Now let me be clear here. Even though I do, indeed, blame many of our world issues on men because men have been pretty much sitting in the control tower since the beginning of time, I’m not saying this issue of women’s identity is the fault of male human beings. We are evolving together along this line, like it or not. One of my favorite concepts in the collection was proposed by Vivian Gornick, who says that facing our various identity crises is a matter of “becoming.” Because this whole idea of equality between the sexes is still so new, relatively speaking when compared to how long humans have been wandering the earth, we (both women and men) are individually and collectively still becoming.
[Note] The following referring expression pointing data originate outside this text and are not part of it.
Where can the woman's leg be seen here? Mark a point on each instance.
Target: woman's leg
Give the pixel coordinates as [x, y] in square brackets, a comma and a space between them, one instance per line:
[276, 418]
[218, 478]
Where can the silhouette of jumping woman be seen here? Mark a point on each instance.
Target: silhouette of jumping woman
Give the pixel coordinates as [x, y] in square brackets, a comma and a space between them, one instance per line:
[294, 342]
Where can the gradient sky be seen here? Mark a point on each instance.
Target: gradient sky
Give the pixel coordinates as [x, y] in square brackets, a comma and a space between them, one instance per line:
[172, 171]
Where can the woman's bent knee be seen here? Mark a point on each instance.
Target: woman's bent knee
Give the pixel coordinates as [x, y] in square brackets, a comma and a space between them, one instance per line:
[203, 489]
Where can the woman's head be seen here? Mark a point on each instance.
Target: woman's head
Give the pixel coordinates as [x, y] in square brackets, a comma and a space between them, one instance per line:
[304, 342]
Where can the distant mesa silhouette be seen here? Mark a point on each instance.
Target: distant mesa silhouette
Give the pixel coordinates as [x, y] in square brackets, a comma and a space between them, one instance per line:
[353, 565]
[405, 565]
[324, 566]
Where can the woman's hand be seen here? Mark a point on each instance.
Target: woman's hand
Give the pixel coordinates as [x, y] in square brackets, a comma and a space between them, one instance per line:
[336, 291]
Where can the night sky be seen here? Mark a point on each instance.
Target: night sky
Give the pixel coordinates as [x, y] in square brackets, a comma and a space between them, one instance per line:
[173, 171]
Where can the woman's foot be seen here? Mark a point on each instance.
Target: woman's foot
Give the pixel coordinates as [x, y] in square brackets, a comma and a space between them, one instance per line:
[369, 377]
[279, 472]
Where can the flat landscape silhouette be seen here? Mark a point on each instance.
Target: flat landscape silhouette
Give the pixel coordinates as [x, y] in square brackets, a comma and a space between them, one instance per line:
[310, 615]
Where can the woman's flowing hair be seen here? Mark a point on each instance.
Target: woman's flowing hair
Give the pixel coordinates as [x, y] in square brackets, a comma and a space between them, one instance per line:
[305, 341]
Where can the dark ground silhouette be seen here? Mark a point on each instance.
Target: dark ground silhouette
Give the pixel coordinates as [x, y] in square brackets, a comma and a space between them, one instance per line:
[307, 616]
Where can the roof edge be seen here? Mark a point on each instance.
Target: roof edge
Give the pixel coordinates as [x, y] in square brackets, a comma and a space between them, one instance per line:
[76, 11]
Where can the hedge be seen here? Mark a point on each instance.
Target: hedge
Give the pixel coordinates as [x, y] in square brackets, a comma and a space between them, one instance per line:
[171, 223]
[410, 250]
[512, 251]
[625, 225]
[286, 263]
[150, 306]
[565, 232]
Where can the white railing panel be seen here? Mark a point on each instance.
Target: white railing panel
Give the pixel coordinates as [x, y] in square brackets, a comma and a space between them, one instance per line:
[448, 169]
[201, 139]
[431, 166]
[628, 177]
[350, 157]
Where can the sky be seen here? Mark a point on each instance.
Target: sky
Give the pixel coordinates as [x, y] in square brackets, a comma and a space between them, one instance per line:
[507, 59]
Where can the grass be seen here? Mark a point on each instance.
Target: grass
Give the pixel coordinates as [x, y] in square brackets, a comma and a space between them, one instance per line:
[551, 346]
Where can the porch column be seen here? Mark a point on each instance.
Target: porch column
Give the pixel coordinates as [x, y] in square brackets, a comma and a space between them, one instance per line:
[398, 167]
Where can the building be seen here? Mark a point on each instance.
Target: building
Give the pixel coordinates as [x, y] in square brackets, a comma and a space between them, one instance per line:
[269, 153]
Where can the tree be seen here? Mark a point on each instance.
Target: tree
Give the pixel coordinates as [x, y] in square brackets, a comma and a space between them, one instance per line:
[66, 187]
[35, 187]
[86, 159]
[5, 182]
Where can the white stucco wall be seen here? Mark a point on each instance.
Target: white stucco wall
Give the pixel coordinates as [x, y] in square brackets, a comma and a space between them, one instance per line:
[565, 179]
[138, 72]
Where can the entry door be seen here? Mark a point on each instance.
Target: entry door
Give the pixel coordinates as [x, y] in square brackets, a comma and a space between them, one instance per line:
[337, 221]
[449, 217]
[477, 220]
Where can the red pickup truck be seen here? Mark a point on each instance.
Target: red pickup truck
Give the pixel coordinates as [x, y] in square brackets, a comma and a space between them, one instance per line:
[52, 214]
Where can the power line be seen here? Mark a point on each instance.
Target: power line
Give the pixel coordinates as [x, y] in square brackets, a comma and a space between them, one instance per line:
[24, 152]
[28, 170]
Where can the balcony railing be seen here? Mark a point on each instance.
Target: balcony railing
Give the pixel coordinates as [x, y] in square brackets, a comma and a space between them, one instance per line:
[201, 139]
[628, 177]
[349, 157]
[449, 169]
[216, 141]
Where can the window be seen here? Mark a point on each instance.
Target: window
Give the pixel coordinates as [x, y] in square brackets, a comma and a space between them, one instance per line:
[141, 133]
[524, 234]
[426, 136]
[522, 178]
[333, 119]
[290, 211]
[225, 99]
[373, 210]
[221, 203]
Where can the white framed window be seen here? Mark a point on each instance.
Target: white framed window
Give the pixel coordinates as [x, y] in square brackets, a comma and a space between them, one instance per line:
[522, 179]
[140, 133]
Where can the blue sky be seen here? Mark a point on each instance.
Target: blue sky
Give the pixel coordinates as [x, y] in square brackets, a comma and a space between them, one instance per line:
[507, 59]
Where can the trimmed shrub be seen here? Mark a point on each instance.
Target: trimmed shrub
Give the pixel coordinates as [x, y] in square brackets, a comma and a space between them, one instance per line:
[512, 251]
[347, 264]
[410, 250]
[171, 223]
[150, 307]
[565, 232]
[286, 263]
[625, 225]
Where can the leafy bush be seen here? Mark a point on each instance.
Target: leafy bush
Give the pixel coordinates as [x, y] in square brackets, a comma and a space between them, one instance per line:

In other words, we’re all in this together trying to figure out what this all means.
My generation, in particular, has been bumbling along since the second wave of feminism in the 1960-70’s (the days of Ms. Magazine, the ERA, Roe v Wade, and NOW), to define our roles and responsibilities and to recognize what impact this has on our personal relationships. And although we’ve gotten a lot right, we still have a long way to go. I’m predicting it will take several more decades (at least) for the kinks to be worked out and equality to become de rigeur here in the USA. And then we still have to help the women in third world countries come along. Lots of work ahead. My only-slightly-apologetic-hope is that men don’t destroy the world in the meantime.
The Bitch in the House isn’t a man-basher. But it also isn’t, unfortunately, a roadmap for how to get from here to there. Rather, Hanauer considers it part of ongoing conversation, in which we women can “share our lives and dilemmas and frustrations, to tell the truth whenever and wherever we can–even if it means contradicting each other, even if it means being called difficult or demanding or bitchy.” That’s all we can ask for, really, isn’t it? Conversation. But conversation, whether within the home or across the ocean, can be awesomely powerful.
Soooooo…if you are, or know, someone who is struggling with her role in life–or if you have any interest in the struggles that women continue to face as our place in society continues to evolve–this book’s for you.